Rogers also blasted the IRS for the ongoing problem of improper payments going out -- the estimate of $13 billion is higher than the IRS budget, he noted -- and criticized IRS executive bonuses. He cited $103,000 over three years going Sarah Hall Ingram, former commissioner of the exempt organizations division and “since promoted,” Rogers said, to direct implementation of the 2010 Affordable Care Act. Rogers said Joseph Grant, who recently resigned as commissioner of tax-exempts and government entities, received $84,000 over three years, and Lois Lerner, current chief of exempt organizations who is on administrative leave, received $42,000 in three years.
Werfel said he’d have to check with human resources specialists on bonus policy.
J. Russell George, the Treasury inspector general for tax administration whose report earlier this month sparked the scandal, confirmed that his audit of the tax-exempt determinations office, which differs from an investigation, did not uncover who gave the direction for the political targeting. He also promised an audit of IRS bonuses this autumn. His testimony noted that IRS had agreed to seven of his nine recommendations, but added that the Cincinnati group, in sorting the applications for processing, failed to identify 175 applicants who did have “significant campaign interventions,” while flagging 91 that did not have signs of such intervention.
Over the weekend, Werfel and the IRS responded to advance details of the TIGTA report on overspending on conferences, which were released by House Ways and Means Republicans. The video of line dancing was “unacceptable and an inappropriate use of government funds,” Werfel said. “The conference spending should never have occurred.” Citing an 87 percent drop in conference costs from 2010-2012 and his work at the Office of Management and Budget in curbing conference spending, Werfel called the video prepared for a conference in Anaheim, Calif., “an unfortunate vestige from a prior era.”

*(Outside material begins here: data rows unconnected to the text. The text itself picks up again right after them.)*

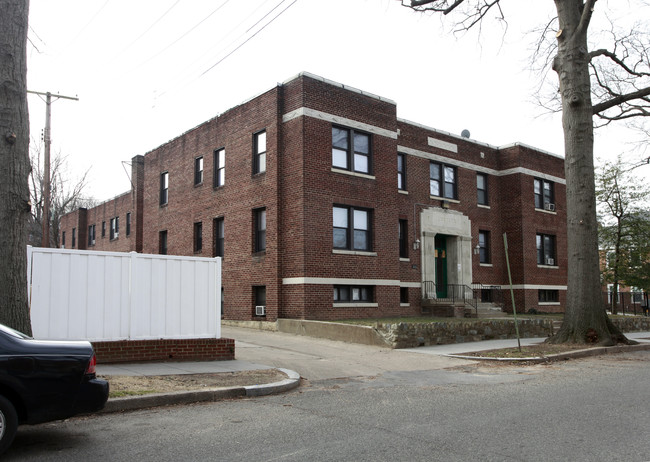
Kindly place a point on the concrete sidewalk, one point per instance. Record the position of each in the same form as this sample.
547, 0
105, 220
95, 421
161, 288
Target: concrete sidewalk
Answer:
472, 347
192, 396
314, 358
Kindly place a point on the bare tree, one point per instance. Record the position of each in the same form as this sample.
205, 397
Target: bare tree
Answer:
618, 80
14, 156
66, 195
624, 229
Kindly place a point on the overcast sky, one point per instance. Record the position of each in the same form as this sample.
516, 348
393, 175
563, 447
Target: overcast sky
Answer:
146, 71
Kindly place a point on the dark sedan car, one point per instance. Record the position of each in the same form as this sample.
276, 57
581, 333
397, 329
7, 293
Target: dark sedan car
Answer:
44, 380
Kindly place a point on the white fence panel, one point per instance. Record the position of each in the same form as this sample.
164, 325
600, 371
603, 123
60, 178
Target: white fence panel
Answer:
76, 294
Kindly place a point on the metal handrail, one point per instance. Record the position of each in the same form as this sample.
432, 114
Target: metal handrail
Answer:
455, 293
496, 291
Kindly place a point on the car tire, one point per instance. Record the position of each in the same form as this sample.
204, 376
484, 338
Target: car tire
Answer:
8, 423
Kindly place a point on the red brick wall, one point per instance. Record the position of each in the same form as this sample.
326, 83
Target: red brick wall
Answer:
235, 201
202, 349
129, 202
299, 190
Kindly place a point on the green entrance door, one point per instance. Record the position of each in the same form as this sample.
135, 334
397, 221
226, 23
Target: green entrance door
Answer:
441, 266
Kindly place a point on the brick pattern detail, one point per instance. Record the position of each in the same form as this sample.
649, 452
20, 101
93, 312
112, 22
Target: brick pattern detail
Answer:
210, 349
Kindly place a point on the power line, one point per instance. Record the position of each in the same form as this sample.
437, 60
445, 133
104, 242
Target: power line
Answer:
187, 72
237, 39
248, 39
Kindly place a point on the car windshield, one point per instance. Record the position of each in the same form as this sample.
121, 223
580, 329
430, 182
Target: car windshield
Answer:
13, 332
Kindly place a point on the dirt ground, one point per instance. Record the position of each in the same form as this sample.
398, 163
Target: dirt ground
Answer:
122, 385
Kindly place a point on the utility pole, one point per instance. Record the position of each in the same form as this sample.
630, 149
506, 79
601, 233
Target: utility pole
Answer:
45, 239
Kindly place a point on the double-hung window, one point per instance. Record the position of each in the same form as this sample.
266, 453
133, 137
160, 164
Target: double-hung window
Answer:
548, 296
484, 246
442, 180
351, 150
219, 236
219, 167
91, 235
401, 171
198, 170
115, 228
259, 152
162, 242
198, 237
351, 228
403, 244
544, 194
546, 249
481, 188
259, 219
164, 188
352, 294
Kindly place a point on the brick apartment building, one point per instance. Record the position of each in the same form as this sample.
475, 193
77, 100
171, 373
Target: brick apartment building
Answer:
325, 205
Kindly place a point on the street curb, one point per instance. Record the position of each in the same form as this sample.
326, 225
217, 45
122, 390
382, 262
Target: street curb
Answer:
597, 351
131, 403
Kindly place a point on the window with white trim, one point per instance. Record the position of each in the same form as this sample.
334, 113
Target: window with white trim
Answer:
351, 228
351, 150
353, 294
442, 181
546, 249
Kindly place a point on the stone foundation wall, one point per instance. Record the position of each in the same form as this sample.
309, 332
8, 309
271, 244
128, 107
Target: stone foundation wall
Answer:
409, 335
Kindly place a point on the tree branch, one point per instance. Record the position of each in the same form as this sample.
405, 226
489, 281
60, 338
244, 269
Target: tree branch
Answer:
639, 94
613, 57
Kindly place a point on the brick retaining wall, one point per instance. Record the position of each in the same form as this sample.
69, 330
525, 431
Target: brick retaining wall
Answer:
199, 349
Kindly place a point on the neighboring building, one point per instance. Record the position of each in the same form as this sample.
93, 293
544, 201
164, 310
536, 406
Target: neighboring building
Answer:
325, 205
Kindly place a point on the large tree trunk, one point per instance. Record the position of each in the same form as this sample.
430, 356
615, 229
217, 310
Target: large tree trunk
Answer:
585, 319
14, 165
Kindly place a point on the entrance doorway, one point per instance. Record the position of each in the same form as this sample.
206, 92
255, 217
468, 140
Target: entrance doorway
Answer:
441, 265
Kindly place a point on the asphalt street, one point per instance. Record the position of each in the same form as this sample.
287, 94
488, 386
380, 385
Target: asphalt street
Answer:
366, 403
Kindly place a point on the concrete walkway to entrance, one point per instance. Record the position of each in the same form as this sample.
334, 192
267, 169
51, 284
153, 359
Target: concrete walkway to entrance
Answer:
321, 359
470, 347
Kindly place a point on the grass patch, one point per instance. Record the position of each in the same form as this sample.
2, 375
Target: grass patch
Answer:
125, 393
430, 320
541, 350
412, 320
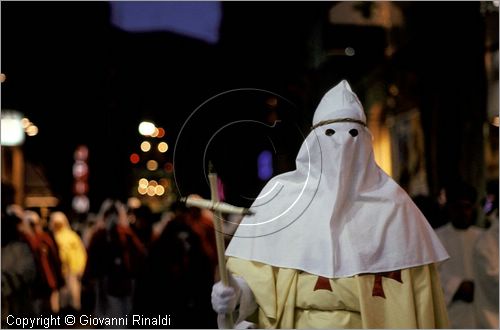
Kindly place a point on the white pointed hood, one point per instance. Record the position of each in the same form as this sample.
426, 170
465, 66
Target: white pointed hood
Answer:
338, 214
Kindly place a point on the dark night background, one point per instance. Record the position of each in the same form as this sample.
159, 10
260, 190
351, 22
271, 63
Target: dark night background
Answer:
82, 80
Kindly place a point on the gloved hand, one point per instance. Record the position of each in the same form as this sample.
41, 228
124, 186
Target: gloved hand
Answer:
225, 298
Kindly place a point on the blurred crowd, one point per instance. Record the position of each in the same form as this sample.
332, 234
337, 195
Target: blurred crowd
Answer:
127, 260
121, 261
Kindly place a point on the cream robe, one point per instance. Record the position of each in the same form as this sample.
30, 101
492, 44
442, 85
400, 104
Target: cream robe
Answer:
287, 299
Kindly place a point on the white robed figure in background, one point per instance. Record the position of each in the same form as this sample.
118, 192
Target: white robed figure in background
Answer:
335, 243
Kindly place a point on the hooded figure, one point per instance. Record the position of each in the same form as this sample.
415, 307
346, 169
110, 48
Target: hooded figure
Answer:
73, 258
337, 240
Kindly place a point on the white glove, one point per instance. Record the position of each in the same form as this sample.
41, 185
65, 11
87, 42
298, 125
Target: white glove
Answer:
225, 298
236, 297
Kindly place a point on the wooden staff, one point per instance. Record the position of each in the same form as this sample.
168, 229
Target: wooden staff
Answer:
219, 239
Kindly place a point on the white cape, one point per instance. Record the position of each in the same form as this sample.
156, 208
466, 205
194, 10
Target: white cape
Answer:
338, 214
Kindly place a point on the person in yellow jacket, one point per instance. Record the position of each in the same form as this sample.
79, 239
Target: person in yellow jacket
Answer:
73, 257
335, 243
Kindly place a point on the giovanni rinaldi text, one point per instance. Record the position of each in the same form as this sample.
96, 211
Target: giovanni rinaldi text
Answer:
86, 320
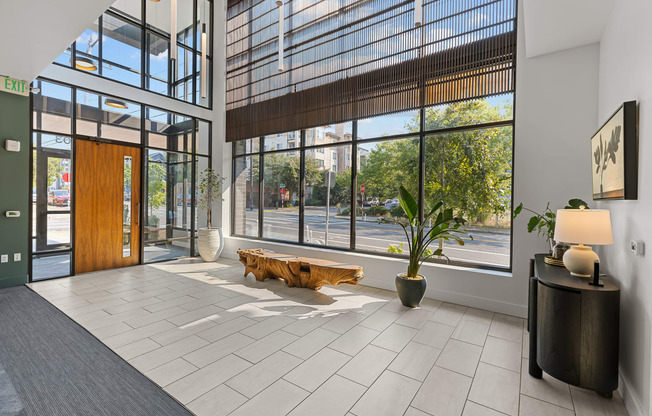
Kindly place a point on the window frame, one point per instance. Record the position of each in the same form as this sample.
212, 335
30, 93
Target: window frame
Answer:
171, 83
142, 144
422, 135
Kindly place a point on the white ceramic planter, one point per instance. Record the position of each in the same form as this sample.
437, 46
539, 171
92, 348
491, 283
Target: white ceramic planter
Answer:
210, 243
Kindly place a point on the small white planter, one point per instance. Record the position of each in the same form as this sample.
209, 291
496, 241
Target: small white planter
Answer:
210, 243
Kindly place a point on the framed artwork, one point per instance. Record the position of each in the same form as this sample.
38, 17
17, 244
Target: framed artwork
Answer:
614, 156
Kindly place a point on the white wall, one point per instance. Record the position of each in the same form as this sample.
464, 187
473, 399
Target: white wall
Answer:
556, 106
625, 62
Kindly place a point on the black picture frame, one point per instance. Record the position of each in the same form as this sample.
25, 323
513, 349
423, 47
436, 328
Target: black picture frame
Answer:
614, 156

The IRS explained that the 2010 conference in Anaheim involved 2,600 managers from 350 offices of the agency’s Small Business/Self Employed division, which brings in $50 billion in revenue. The conference came at a time, the agency said, when it needed to ensure that managers had proper training to address important new programs, major staff turnover and a substantial increase in security threats following the suicide attack on an IRS facility in Austin earlier in the year.
Werfel promised the appropriators and the public weekly progress updates, in addition to the major report to the president and Treasury secretary by the end of the month. “In my first week,” he said, “it’s already clear the agency is populated by thousands of dedicated public servants, and it’s an honor to serve alongside them.”